Why can honey be harmful?

If you introduce your baby to honey too soon, there is the risk of your child contracting infant botulism. A baby can catch botulism by consuming Clostridium botulinum, which are bacteria-producing spores found in soil, honey, and honey products. In the baby’s young intestines and bowels, these spores can multiply and quickly turn into bacteria that the young digestive system cannot fight, leading to harmful toxins spreading around the baby’s body.

If you are breastfeeding, a common concern is that the food you eat can be passed on to your baby through your milk when you are lactating. However, there is no need to worry if you have been consuming honey, as it is not possible for the bacteria to transfer through your breast milk.

[Free-photos/Pixabay]

What happens if a baby gets botulism?

Experts have estimated that babies under the age of six months are the most vulnerable to this rather serious condition. However, it is important to stress that while it is rare, most of the cases that are diagnosed are done so in the United States.

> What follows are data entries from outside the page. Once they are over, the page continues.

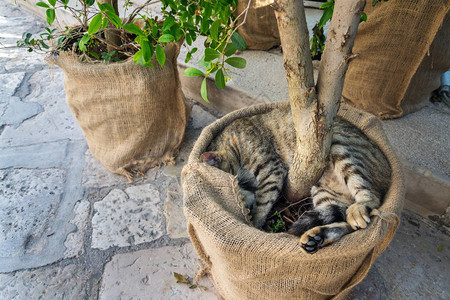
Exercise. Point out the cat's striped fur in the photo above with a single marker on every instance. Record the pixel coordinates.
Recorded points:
(259, 149)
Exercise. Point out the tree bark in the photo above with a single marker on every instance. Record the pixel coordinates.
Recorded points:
(313, 115)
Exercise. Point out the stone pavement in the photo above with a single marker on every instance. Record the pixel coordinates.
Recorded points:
(70, 229)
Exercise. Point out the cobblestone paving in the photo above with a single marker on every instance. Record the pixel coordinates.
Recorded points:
(70, 229)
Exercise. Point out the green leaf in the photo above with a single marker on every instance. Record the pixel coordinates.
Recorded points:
(138, 58)
(188, 57)
(160, 55)
(105, 7)
(237, 62)
(327, 4)
(95, 55)
(42, 4)
(230, 50)
(238, 41)
(188, 39)
(95, 24)
(211, 54)
(165, 38)
(146, 51)
(327, 14)
(193, 72)
(363, 17)
(203, 91)
(168, 23)
(133, 28)
(214, 30)
(220, 79)
(204, 26)
(84, 40)
(113, 18)
(50, 16)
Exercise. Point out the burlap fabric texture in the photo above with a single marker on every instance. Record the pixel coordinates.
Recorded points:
(397, 70)
(260, 30)
(133, 117)
(246, 263)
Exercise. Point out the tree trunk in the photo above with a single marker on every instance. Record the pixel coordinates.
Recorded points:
(112, 35)
(313, 115)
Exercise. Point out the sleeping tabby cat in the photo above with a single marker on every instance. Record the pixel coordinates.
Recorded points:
(259, 150)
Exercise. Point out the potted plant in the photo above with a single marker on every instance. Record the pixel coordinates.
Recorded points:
(121, 77)
(247, 263)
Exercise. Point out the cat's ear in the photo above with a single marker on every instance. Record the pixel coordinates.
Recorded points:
(211, 158)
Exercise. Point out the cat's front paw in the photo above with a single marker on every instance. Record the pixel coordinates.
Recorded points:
(358, 216)
(312, 240)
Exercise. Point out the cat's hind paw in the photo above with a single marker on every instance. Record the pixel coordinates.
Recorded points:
(312, 240)
(358, 216)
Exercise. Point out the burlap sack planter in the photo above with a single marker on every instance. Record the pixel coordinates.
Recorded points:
(246, 263)
(403, 50)
(133, 117)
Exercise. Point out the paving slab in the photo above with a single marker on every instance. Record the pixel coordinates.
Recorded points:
(69, 282)
(54, 123)
(29, 200)
(150, 275)
(96, 175)
(128, 217)
(414, 266)
(76, 241)
(45, 155)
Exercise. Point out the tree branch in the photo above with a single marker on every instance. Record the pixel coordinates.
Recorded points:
(313, 114)
(337, 55)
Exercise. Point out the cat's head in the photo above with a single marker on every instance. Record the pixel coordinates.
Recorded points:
(216, 159)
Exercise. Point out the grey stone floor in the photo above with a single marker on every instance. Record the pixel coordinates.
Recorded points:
(70, 230)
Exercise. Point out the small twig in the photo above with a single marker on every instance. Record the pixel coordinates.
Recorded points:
(288, 220)
(107, 43)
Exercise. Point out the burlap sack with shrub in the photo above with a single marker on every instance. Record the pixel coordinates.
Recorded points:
(387, 79)
(246, 263)
(133, 117)
(260, 30)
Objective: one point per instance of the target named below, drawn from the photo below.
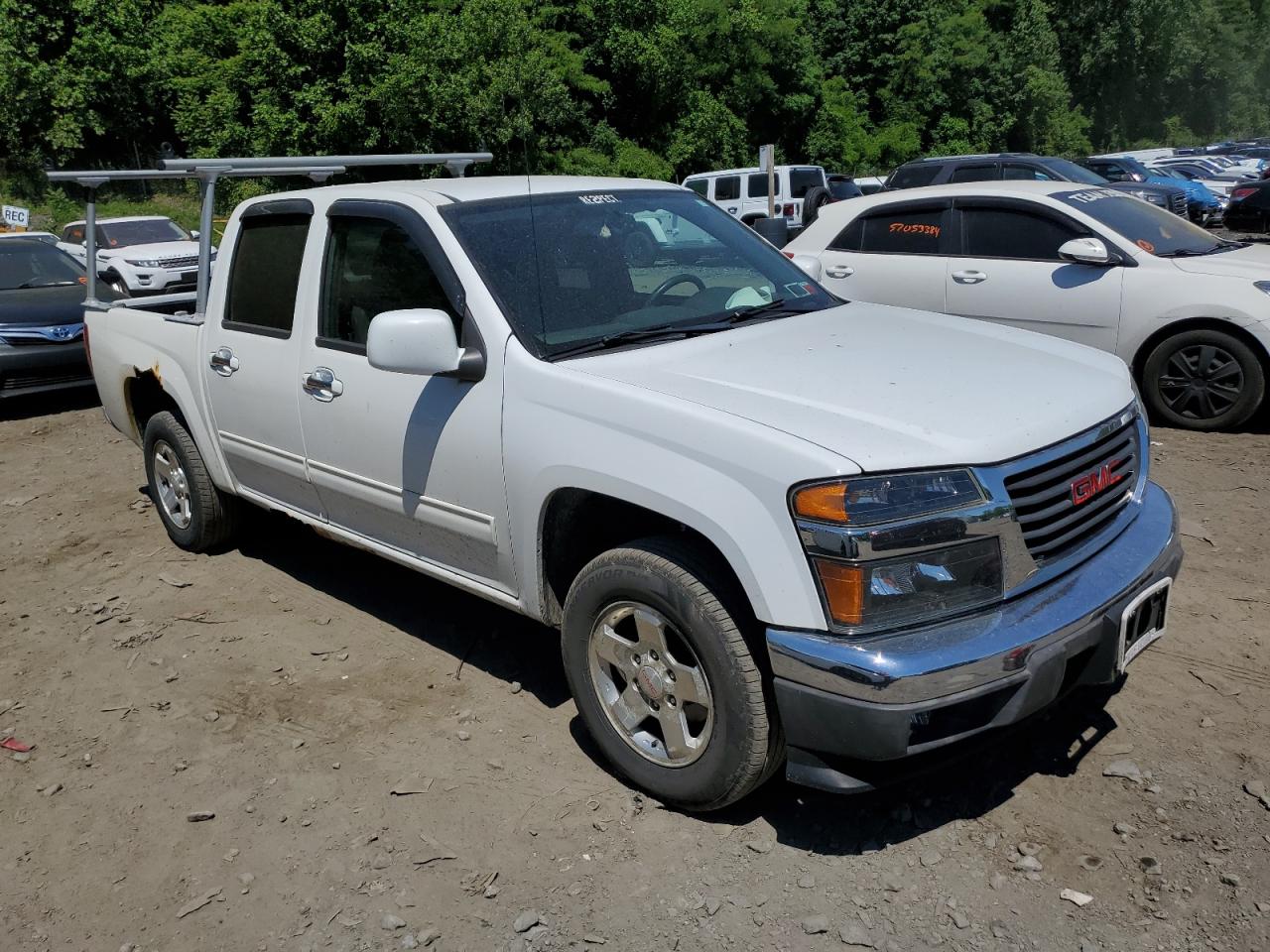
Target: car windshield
(36, 264)
(604, 268)
(1070, 172)
(1147, 226)
(146, 231)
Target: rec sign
(16, 217)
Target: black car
(41, 318)
(1024, 167)
(1248, 209)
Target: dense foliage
(657, 87)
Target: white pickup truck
(774, 529)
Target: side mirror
(1086, 252)
(811, 264)
(421, 341)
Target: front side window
(910, 231)
(1014, 232)
(572, 270)
(264, 273)
(728, 188)
(145, 231)
(372, 266)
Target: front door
(1010, 272)
(890, 255)
(253, 357)
(412, 462)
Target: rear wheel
(665, 678)
(198, 517)
(1203, 380)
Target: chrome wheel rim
(1201, 382)
(651, 684)
(171, 485)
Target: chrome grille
(1064, 502)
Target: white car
(1187, 309)
(139, 254)
(743, 191)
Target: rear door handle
(321, 384)
(222, 361)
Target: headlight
(912, 589)
(867, 500)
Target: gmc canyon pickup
(772, 527)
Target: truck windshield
(579, 268)
(145, 231)
(1147, 226)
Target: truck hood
(888, 388)
(155, 250)
(1251, 263)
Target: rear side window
(974, 173)
(266, 273)
(803, 180)
(1010, 232)
(913, 176)
(728, 188)
(903, 232)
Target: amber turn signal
(843, 590)
(826, 502)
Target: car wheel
(1203, 380)
(198, 517)
(656, 651)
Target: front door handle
(222, 361)
(321, 384)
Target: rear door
(408, 461)
(253, 357)
(892, 254)
(1005, 268)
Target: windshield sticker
(899, 227)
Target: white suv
(139, 254)
(743, 191)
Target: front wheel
(1203, 380)
(665, 679)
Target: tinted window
(266, 272)
(903, 232)
(1025, 173)
(1007, 232)
(728, 188)
(913, 176)
(372, 266)
(803, 180)
(579, 268)
(973, 173)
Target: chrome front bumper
(896, 694)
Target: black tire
(212, 515)
(813, 200)
(710, 616)
(1203, 380)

If a baby is diagnosed with botulism, around 70 percent of cases result in the infant receiving mechanical ventilation for around 23 days to prevent any respiratory failure. The fatality rate is fewer than two percent. Statistics say that the average hospital stay for botulism is around 44 days. Unfortunately, recovery can be slow, with signs of recovery followed by setbacks, but once the condition is officially diagnosed, doctors can generally treat it well.

Is my baby at risk?

Again, the risk of botulism is pretty low, and it is treatable – as long as it is caught in time. So, what kind of symptoms should you look out for?

One of the really significant symptoms is weakness and floppiness. For example, the facial muscles will not be working properly, leading to drooling, closed eyes, and a downturned mouth. There could also be trouble swallowing and signs of constipation. Because the toxins cause paralysis from head to toe, as the condition gets worse, the floppiness will descend down the baby’s body.

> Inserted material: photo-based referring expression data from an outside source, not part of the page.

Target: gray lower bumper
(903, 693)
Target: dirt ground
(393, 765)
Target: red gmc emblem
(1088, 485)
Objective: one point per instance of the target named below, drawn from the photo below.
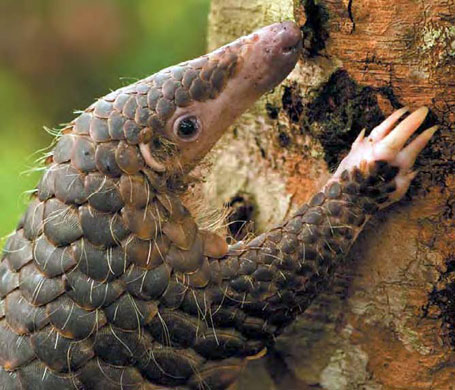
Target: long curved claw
(396, 139)
(386, 143)
(380, 131)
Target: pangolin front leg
(109, 284)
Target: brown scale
(109, 283)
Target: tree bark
(388, 322)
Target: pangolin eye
(187, 128)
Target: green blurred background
(57, 56)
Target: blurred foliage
(56, 56)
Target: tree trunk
(388, 322)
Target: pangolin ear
(214, 245)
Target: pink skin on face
(387, 142)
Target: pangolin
(108, 283)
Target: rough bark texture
(388, 322)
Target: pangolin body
(108, 283)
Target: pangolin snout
(289, 37)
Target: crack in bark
(351, 16)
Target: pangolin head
(193, 103)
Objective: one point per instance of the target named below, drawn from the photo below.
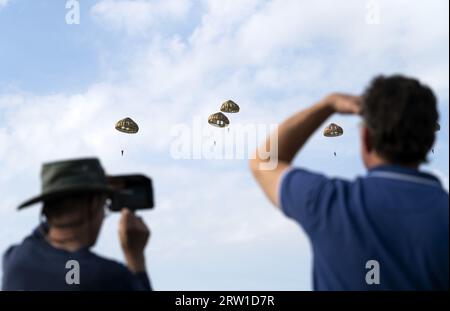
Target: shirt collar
(397, 172)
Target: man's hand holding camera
(133, 234)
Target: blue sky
(62, 87)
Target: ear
(366, 138)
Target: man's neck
(378, 161)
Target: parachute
(218, 120)
(127, 126)
(229, 107)
(333, 130)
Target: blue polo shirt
(36, 265)
(395, 216)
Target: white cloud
(138, 16)
(272, 57)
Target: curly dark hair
(401, 115)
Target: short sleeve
(305, 197)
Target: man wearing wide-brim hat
(56, 255)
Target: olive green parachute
(333, 130)
(219, 120)
(229, 107)
(127, 125)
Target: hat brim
(62, 193)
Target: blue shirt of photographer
(36, 265)
(394, 215)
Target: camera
(131, 191)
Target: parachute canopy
(219, 120)
(229, 107)
(333, 130)
(127, 125)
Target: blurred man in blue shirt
(387, 230)
(57, 256)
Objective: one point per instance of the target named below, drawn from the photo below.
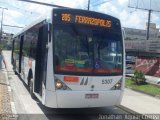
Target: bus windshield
(86, 50)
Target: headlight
(59, 84)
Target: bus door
(41, 59)
(21, 61)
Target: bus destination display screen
(86, 20)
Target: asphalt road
(29, 109)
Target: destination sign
(80, 19)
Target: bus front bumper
(78, 99)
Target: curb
(137, 115)
(155, 96)
(12, 103)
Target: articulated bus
(72, 59)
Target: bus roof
(63, 9)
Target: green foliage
(139, 77)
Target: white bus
(66, 60)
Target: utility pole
(88, 4)
(149, 16)
(2, 23)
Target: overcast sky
(23, 13)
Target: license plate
(91, 96)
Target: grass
(147, 88)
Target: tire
(31, 90)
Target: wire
(18, 8)
(102, 2)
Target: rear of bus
(88, 60)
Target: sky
(23, 13)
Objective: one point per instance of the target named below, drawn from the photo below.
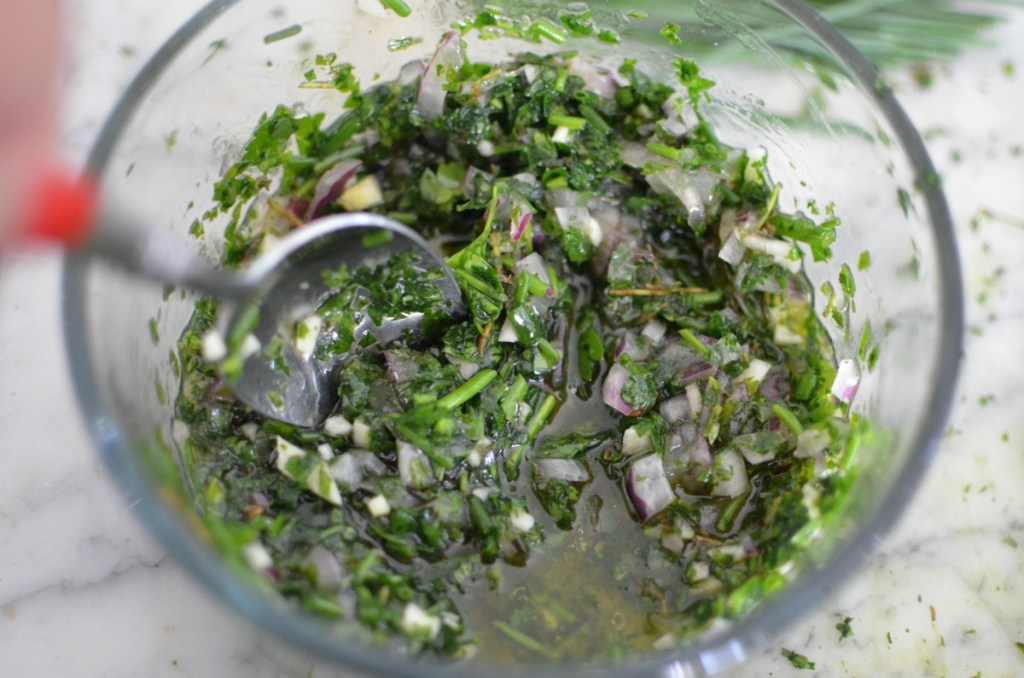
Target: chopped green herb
(282, 34)
(797, 660)
(603, 368)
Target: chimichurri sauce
(630, 434)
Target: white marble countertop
(85, 592)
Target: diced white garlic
(213, 347)
(257, 557)
(337, 425)
(521, 520)
(416, 620)
(634, 443)
(250, 346)
(360, 434)
(378, 506)
(363, 195)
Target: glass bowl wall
(834, 136)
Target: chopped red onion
(449, 56)
(612, 387)
(647, 486)
(330, 186)
(518, 228)
(564, 470)
(696, 372)
(694, 398)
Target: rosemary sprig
(889, 33)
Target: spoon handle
(66, 211)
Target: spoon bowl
(287, 285)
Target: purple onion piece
(647, 486)
(611, 390)
(330, 186)
(430, 96)
(696, 372)
(520, 227)
(636, 347)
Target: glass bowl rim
(699, 657)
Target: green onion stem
(468, 389)
(787, 418)
(694, 342)
(540, 417)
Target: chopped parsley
(626, 435)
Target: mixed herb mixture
(627, 437)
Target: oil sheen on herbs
(628, 436)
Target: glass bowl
(786, 82)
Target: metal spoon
(284, 286)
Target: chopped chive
(550, 353)
(569, 122)
(471, 387)
(377, 239)
(243, 327)
(282, 34)
(665, 151)
(540, 417)
(595, 119)
(695, 342)
(513, 396)
(526, 641)
(730, 511)
(787, 418)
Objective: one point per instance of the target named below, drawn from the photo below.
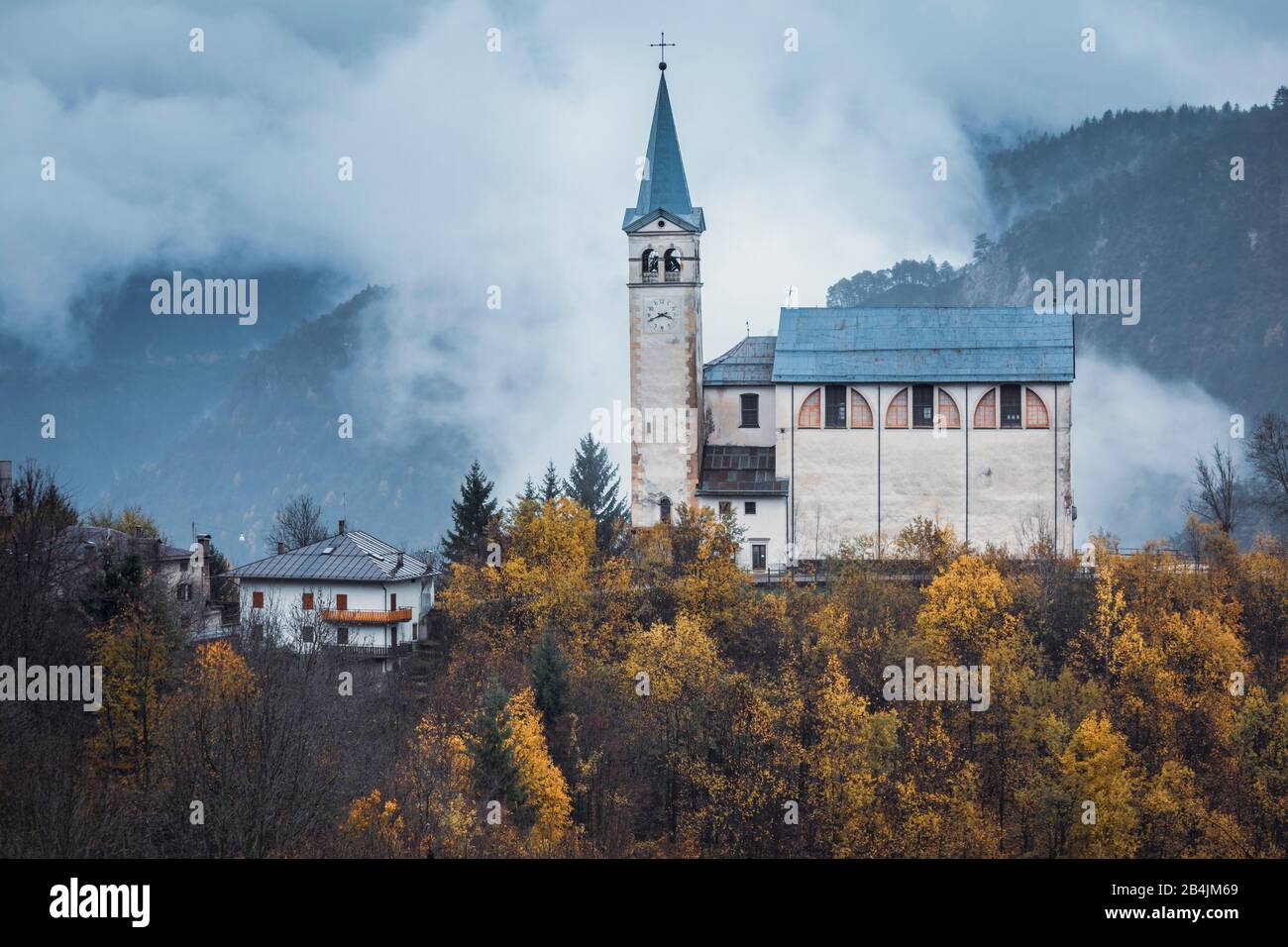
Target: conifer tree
(549, 677)
(550, 487)
(593, 483)
(473, 518)
(496, 775)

Your baby may also be irritable and be crying weakly. Seizures are also a less common sign. Some of these symptoms of botulism, particularly the lethargy and irritability, could lead to an incorrect diagnosis of other conditions, such as sepsis or meningoencephalitis, so be sure to let the physician know the baby has consumed honey.

What if they have had honey?

Symptoms typically show up within 12 to 36 hours of the infant consuming food with honey. But in some cases, signs won’t show until a couple of weeks.

Of course, you can not always monitor what exactly your child eats. There may be some foods that you don’t realize contain honey or honey products, or a well-meaning friend or family member could have given your baby a taste of honey.

But there is no need to panic. Keep an eye on your little one for any symptoms – they are pretty apparent signs, so you will be likely to notice. The majority of botulism cases develop after consuming raw honey, which is less commonly used than ‘pasteurized’ honey. If they do start to show signs, take them to the closest emergency room. The condition can be quickly diagnosed by a stool test.

[Phichit Wongsunthi/Pixabay]

When can my baby have honey?

It is worth emphasizing that there is no real need to feed your baby sweet things. Most sweet things do not have nutritional value, and even natural foods such as bananas and berries contain high amounts of sugar. Vegetables such as broccoli and peppers have the same nutrients but fewer sugars. Just remember that if they have never had something sweet, they won’t miss it. It’s a fact that the taste of sugary foods is addictive. This will lead to babies starting to refuse other foods that are not as sweet.

But, that said, as soon as your baby is more than one year old, you can put honey on the menu if you want to. The bacteria from Clostridium botulinum spores will no longer pose a risk to your baby past that point because their slightly matured digestive system will be able to combat the bacteria effectively.